Дурман-звезда (Прягин) - страница 40

Пчелка посмотрела на берег, чтобы увидеть, кому принадлежали цветы. И застыла, прижимая ладонь к губам.

Напротив пепельного столба стояла Звенка, невеста Ясеня.

3

Ясень проснулся посреди ночи. Прислушался к себе — кажется, все в порядке, и голова соображает нормально. Пить, правда, хотелось мучительно, словно он сутки пробыл в пустыне.

Поднялся и, пошатываясь, добрался до кухни. Зачерпнул воды, жадно выхлебал и, блаженно отдуваясь, опустился на лавку. Посидел, собираясь с мыслями. Завтра (или уже сегодня?) предстояло выезжать на рассвете. К счастью, в дорогу он собрался заранее, снедаемый нетерпеньем. Сборы, впрочем, не заняли много времени — путь предстоял недолгий, один дневной переход. И много вещей ему ни к чему. Оружие, конь — вот главное. Ну, и деньги, конечно…

Скрипнула половица, и матушка шагнула через порог. Молча присела рядом. В серебряном свете, что лился с ночного неба, лицо ее казалось неестественно бледным.

— Я тебя разбудил? — спросил Ясень.

— Я не спала.

Она протянула руку, провела по его коротко стриженым волосам.

— Как себя чувствуешь?

— Хорошо. Не знаю, чего меня вдруг сморило.

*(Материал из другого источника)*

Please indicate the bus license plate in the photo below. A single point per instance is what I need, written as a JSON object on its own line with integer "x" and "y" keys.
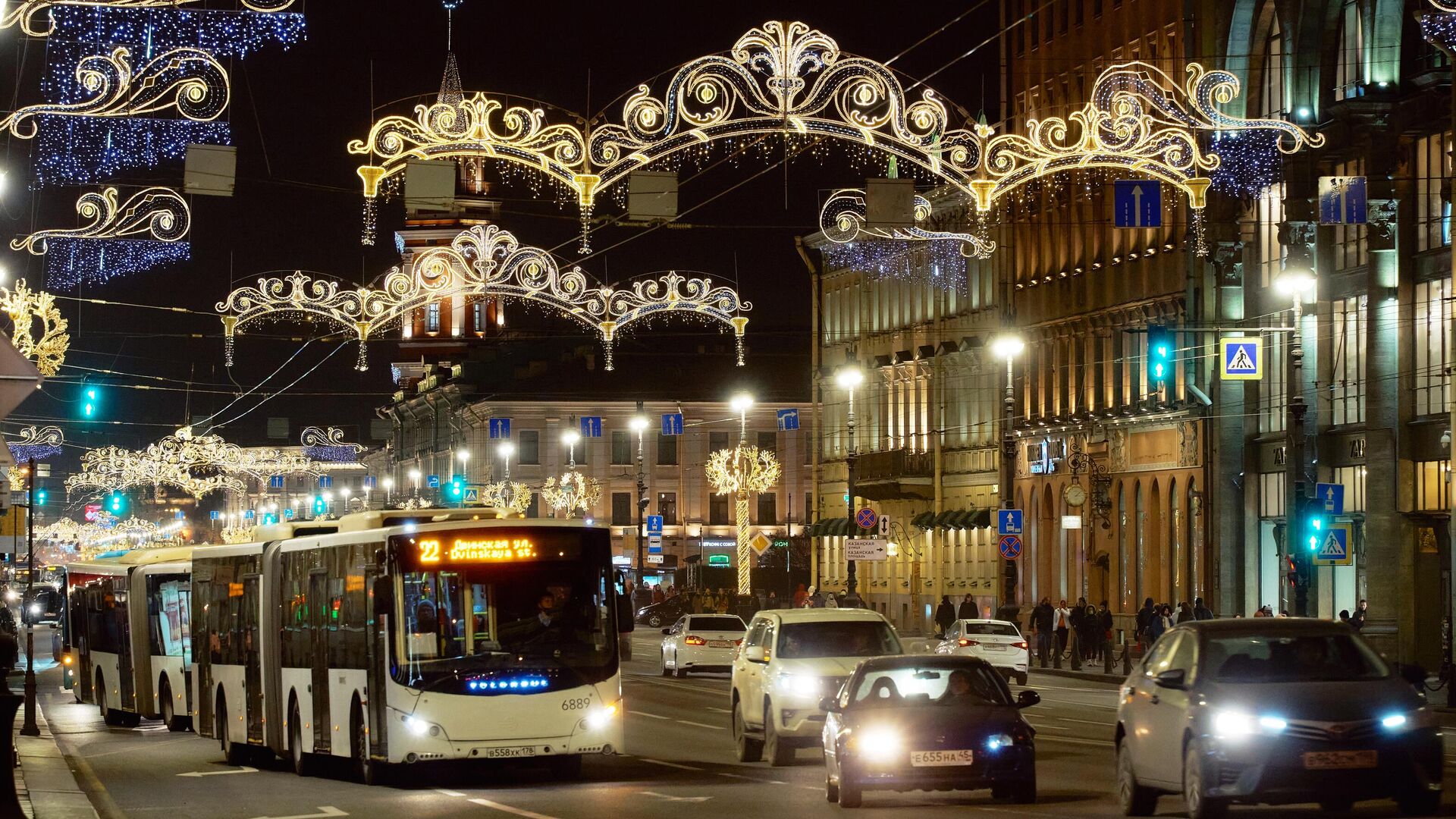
{"x": 937, "y": 758}
{"x": 1331, "y": 760}
{"x": 510, "y": 752}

— Да уж, загадка — в жизни не разгадать, — матушка улыбнулась тихо и грустно; долго молчала. — Значит, дождался все-таки. Едешь…

— Ну, чего ты, — сказал Ясень с легкой досадой. — Двадцать раз уже обсудили…

— Знаю. Только душа все равно болит.

Она прикоснулась ладонью к ложбинке между ключицами. Ясень вздохнул, не зная, что говорить. Где-то очень далеко за окном — похоже, на другом конце города — гавкнула собака, но тут же затихла, словно смутившись.

— Попроси у Звенки прощения, — сказала матушка. — Она хорошая девочка.

— Прощения? За что?

— Неважно. Просто попроси. Неужели трудно?

— Ладно, — он фыркнул, — как увижу, так сразу, первым делом…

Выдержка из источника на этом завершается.